After an hour-long debate, the Senate Transportation and Public Safety Committee voted 9-8 against an amendment that would change law the length of time law enforcement could keep “non-hit” data from 90 days to zero.
For the third consecutive session, lawmakers have sparred over whether LPR “hits” on innocent people should be deleted immediately—what privacy advocates want, or kept for 90 days-- what law enforcement wants.
Sen. Bobby Joe Champion, DFL-Minneapolis, cast the deciding vote against the zero-retention amendment after a moment’s hesitation. Champion, who last year authored a 90-day retention bill that unanimously passed the Senate last year (a final measure died in conference committee,) said his vote was a difficult one.
I’m conflicted on it,” he said, adding that he’s hoping for a shorter retention period this time around-- one that pleases everyone.

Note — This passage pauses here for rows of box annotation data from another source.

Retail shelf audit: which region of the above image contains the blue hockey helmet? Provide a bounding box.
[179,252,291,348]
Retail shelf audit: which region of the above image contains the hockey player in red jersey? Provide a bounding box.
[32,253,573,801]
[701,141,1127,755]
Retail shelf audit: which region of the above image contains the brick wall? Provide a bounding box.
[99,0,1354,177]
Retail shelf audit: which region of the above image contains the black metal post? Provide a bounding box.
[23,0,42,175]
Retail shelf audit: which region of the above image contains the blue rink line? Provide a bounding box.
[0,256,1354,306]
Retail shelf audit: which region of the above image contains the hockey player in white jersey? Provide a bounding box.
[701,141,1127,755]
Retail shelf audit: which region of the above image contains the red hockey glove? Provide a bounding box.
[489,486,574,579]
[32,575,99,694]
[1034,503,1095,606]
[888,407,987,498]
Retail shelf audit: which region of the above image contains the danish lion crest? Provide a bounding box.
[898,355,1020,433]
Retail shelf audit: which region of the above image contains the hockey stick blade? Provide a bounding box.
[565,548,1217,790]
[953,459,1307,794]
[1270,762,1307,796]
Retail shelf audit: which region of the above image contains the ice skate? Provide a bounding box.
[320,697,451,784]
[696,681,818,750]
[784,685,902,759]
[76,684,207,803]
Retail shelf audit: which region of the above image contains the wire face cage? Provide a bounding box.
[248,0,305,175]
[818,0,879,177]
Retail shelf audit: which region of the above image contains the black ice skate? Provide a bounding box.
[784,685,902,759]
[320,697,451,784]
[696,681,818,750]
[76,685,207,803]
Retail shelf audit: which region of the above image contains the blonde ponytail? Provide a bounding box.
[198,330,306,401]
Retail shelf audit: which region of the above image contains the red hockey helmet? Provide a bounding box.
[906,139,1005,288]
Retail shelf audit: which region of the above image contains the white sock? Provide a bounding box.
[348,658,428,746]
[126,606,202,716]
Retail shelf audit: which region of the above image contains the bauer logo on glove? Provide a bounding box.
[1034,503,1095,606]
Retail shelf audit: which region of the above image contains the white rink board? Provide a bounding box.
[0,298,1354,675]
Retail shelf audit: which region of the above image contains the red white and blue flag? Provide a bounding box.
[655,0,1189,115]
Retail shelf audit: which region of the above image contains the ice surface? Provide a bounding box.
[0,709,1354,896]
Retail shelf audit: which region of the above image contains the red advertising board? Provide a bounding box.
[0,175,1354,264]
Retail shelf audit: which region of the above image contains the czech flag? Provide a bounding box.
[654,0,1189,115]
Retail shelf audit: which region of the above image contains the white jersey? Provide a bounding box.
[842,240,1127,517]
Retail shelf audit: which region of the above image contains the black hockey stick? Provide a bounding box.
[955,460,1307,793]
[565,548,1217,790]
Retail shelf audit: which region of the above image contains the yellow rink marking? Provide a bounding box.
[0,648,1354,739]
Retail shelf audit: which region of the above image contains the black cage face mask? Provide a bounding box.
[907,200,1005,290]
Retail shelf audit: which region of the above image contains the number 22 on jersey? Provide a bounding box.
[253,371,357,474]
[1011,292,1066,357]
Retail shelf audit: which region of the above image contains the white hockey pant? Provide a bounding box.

“I hoped there would be some ability for all of the players to come up with some compromise that works.” he said. “Hopefully they still will do that.”
Sen. Ron Latz, Chair of the Senate Judiciary Committee and chief author of the 90-day retention bill, has long called it a compromise between law enforcement’s capability to fight crime and concerns for ordinary citizens’ privacy. A contingent of uniformed law enforcement officers have maintained a presence at each of the Senate hearings. Latz was resistant to having the bill heard in Monday’s Transportation committee, saying it pertained to data practices and was not in the committee’s jurisdiction. He said he expected a close vote, but didn’t know how it would turn out, and he’s ready for further challenges.
“An amendment is in order any step of the process, so I’ll be prepared for it.” He said.
Ten states currently have enacted laws regulating license plate reader use and data storage, though none, Latz pointed out, have zero retention. Under a zero-retention, he said, potential evidence could be destroyed before police may even know a crime was committed.
“You don’t know on day zero whether the license plate owner is involved in a crime. That data is destroyed immediately,” he said. “Even if you find out the next day that there was a murder and witness comes forward the day after and said ‘I saw a partial plate, it was a white Camry with the license plate letters ABC,’ that data is gone because there was no retention whatsoever.”
Sen. Dave Osmek, R-Mound, proposed the zero-retention amendment, thinking it had a “50-50 shot” of passing. Although it didn’t, he voted to pass the bill out of committee.
“It’s better than nothing,” he said. “But you have to put an amendment out there for what you really want. I’m willing to go with 90 but I’d rather have something else.”
The bill heads next to the Senate Finance Committee. A pair of similar dueling measures in the House still await committee hearings.
Photo: Sen Ron Latz testifies on behalf of his 90-day retention bill for license plate reader data.